JB: We'd used to go out to my uncle's place there; he'd have three or four parties a the summer, George milligan, we'd go there and play probably from 9 o'clock to 2 or 3 in the morning. They used to do a lot of swingin' years ago. A lot of people would go just to swing, and they'd start a square dance and you'd start swingin', and they'd just swing and swing and swing, and my God some of them could just go like 90 mile an hour, like good at it, it just came natural to them. That's what they'd do at the house parties. Probably 6 or 8 people would start the dance and they'd start swingin' and stuff; you had to play pretty sharp, they liked their's stepped up pretty good, eh. It was a lot of fun. We don't have them now, nobody would have them now.
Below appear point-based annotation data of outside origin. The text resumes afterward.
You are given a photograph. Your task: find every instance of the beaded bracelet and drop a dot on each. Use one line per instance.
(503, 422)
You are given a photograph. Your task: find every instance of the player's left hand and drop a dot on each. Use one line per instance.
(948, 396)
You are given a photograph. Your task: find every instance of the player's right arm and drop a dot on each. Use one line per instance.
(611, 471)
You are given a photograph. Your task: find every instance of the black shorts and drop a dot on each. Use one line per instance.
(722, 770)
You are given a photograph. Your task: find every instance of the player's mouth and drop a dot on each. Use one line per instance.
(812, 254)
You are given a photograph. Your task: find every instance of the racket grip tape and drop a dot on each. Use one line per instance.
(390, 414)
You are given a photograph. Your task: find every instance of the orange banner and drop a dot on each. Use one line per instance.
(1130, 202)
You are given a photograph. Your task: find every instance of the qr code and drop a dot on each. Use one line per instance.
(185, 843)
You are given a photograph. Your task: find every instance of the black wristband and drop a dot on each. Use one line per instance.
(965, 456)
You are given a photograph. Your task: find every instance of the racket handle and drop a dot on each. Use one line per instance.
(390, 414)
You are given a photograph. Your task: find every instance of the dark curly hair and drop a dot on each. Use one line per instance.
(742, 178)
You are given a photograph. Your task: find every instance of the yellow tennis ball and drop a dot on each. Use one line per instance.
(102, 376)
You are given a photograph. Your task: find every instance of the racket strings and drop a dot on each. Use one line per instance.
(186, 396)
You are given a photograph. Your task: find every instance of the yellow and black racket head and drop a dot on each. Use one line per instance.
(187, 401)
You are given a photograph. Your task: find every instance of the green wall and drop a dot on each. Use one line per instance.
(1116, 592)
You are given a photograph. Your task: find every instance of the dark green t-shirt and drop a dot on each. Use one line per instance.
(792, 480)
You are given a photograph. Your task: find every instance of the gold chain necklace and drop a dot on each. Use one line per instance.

Nobody knows how to dance now, really cause all the older people are gone.. I remember the fun we used to have there, probably have a couple of quarts sittin' on the table, a box full of beer sittin' on ice, and the time they'd have. It was just the place to be. If you were a relative or a good friend you'd be there. Where else could you go? You'd have a big tub of lobsters, probably two or three bottles of bar clams, a bucket full of cold beer. A couple of quarts sittin' up there. You'd eat lobster and whatever else would be there. He used to fish lobsters this feller, eh. It was a lot of fun. Put the fiddle away for a while a while and tell jokes. And after the break was over, back at >er again! And then the party got so big, then he built a B a [shed] to build traps - he built her big enough to have a party in her. This is where he had the party. Christ, there'd be 20, 30 people in there at the last. And he'd have three or four of those a summer, maybe five or six.